The Customer Data Platform category experienced moderate activity during the May 25 - June 1, 2026 period, with 7 documented changes reflecting ongoing platform evolution and competitive positioning. Adobe Experience Cloud and Adobe Marketing Cloud maintained their prominence in the CDP landscape, with activity suggesting continued refinement of their integrated data capabilities and customer intelligence offerings. Dentsu International's involvement indicates sustained interest from major holding companies in CDP technology as a core component of their martech infrastructure. Neustar's participation reflects the category's continued reliance on identity resolution and data enrichment capabilities. The 84.51° entity's presence suggests emerging or specialized CDP solutions entering the competitive discourse. Most activity during this period appears to represent routine platform enrichment and capability updates rather than major market disruptions, consistent with the maturing CDP market's focus on incremental improvements to data governance, activation speed, and cross-channel orchestration.

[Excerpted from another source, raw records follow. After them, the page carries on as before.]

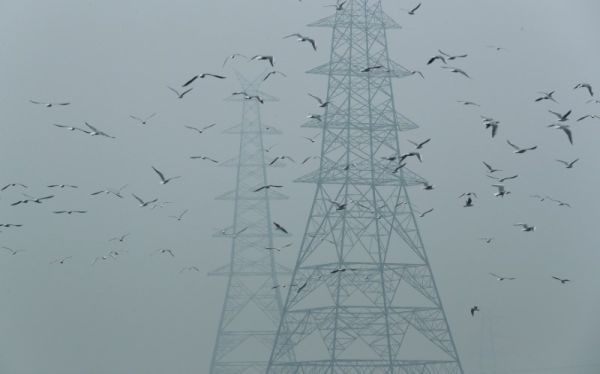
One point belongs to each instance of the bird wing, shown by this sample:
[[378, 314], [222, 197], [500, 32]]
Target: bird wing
[[190, 81], [162, 177], [512, 145]]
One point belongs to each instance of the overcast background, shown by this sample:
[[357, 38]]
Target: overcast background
[[114, 58]]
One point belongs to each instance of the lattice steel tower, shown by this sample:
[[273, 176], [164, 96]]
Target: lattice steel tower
[[364, 300], [252, 306]]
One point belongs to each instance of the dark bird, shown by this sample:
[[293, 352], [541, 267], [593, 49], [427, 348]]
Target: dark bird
[[451, 57], [69, 211], [322, 103], [302, 38], [568, 165], [143, 121], [202, 76], [180, 216], [566, 129], [48, 105], [546, 96], [163, 180], [561, 280], [425, 212], [233, 56], [263, 58], [200, 131], [142, 202], [586, 86], [13, 185], [421, 144], [273, 73], [180, 95], [266, 187], [490, 168], [436, 57], [521, 150], [204, 158], [561, 117], [280, 228]]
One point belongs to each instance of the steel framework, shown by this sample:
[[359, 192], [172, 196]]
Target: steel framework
[[252, 305], [365, 300]]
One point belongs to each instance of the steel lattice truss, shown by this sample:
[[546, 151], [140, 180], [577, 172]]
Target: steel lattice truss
[[363, 298], [252, 306]]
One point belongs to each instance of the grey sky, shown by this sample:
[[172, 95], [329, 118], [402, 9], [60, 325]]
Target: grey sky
[[114, 58]]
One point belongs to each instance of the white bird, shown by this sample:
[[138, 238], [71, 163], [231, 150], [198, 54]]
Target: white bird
[[421, 144], [456, 70], [180, 216], [263, 58], [163, 180], [202, 76], [273, 73], [204, 158], [180, 95], [490, 168], [94, 131], [233, 56], [566, 129], [546, 96], [525, 227], [143, 121], [521, 150], [451, 57], [302, 38], [586, 86], [561, 117], [48, 105], [322, 103], [142, 202], [500, 278], [501, 190], [568, 165], [200, 131]]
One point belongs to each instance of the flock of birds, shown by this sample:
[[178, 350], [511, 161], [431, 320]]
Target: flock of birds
[[561, 122]]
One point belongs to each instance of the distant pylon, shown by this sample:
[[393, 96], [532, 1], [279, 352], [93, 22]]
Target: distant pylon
[[365, 299], [252, 305]]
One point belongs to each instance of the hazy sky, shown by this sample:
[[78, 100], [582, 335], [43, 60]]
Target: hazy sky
[[114, 58]]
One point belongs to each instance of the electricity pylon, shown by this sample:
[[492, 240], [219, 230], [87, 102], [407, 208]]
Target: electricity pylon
[[253, 302], [365, 300]]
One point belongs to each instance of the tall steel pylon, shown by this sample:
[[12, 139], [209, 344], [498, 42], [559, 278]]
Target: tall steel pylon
[[365, 299], [252, 306]]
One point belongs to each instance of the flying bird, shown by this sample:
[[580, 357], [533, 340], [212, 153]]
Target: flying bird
[[586, 86], [163, 180], [568, 165], [202, 76], [500, 278], [280, 228], [48, 105], [521, 150], [546, 96], [273, 73], [263, 58], [204, 158], [561, 117], [302, 38], [421, 144], [322, 103], [142, 202], [180, 216], [200, 131], [180, 95], [143, 121]]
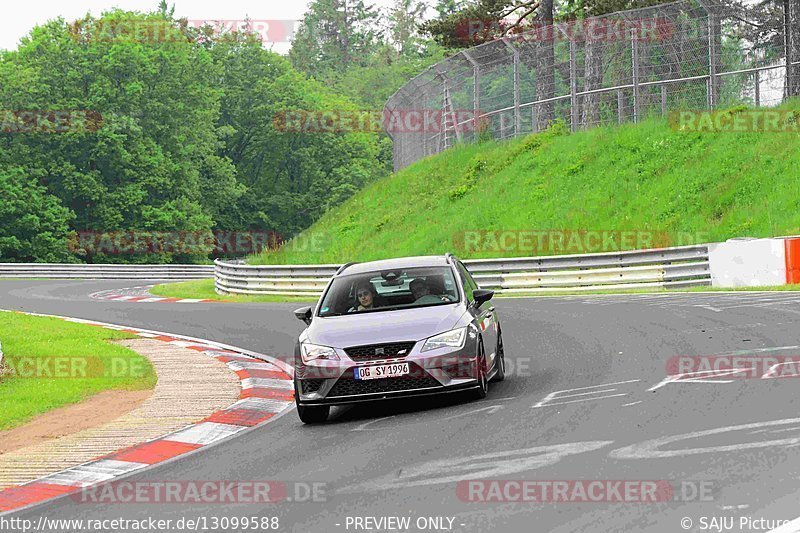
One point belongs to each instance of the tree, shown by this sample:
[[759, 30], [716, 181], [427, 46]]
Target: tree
[[334, 35], [34, 226], [405, 17]]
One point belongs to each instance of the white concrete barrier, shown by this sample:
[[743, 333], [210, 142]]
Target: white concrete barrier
[[754, 262]]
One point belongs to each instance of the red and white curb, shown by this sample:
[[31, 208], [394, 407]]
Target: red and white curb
[[267, 392], [141, 295]]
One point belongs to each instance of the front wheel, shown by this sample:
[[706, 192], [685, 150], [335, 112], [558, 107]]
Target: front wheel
[[313, 414], [483, 383]]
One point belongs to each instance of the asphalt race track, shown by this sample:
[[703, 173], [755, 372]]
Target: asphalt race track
[[587, 399]]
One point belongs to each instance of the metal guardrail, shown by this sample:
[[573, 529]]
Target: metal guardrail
[[83, 271], [684, 266]]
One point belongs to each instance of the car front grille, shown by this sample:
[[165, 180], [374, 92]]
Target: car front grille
[[347, 386], [311, 385], [379, 351]]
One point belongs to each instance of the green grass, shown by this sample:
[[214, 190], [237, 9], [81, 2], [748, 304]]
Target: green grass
[[204, 289], [28, 339], [691, 186]]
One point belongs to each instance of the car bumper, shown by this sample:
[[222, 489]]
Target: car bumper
[[334, 383]]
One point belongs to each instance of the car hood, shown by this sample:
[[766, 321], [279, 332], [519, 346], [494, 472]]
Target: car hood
[[387, 326]]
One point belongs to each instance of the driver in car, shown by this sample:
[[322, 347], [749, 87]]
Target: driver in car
[[422, 293], [366, 296]]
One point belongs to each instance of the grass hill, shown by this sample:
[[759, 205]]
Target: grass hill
[[690, 186]]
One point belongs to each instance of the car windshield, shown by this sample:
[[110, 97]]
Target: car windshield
[[389, 290]]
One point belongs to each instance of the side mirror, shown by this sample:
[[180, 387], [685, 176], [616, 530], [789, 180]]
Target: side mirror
[[304, 314], [481, 296]]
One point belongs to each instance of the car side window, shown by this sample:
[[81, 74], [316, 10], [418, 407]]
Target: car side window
[[467, 281]]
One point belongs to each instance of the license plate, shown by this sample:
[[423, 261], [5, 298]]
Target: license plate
[[393, 370]]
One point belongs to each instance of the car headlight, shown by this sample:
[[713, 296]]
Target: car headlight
[[310, 352], [453, 339]]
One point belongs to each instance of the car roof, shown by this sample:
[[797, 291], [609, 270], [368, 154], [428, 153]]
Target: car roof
[[398, 263]]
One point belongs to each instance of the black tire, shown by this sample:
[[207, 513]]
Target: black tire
[[500, 360], [483, 384], [313, 414]]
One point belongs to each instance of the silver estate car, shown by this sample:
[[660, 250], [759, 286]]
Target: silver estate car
[[395, 328]]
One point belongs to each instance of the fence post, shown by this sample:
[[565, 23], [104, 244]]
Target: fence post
[[637, 96], [517, 118], [476, 93], [714, 41], [757, 83], [573, 85]]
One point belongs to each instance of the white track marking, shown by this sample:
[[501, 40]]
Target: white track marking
[[204, 433], [553, 397], [650, 449], [697, 377]]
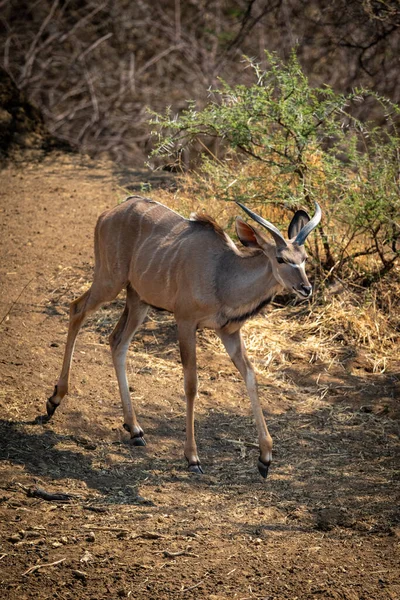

The AI-Powered Platform category experienced moderate activity during the May 25 - June 1 period, with 7 documented changes reflecting ongoing platform evolution and capability expansion. Adobe Experience Cloud and Adobe Marketing Cloud continued to dominate the landscape, with updates likely focused on enhancing their AI-driven personalization and customer journey orchestration capabilities. Demandbase, a key player in account-based marketing intelligence, maintained its presence in the category, leveraging AI for predictive analytics and account targeting. Flywheel Digital and ironSource rounded out the active entities, with ironSource's involvement suggesting continued integration of AI capabilities across mobile and programmatic channels. Most activity during this period appears to represent routine enrichment and incremental platform updates rather than transformative announcements, indicating a period of consolidation and optimization within the AI-Powered Platform segment.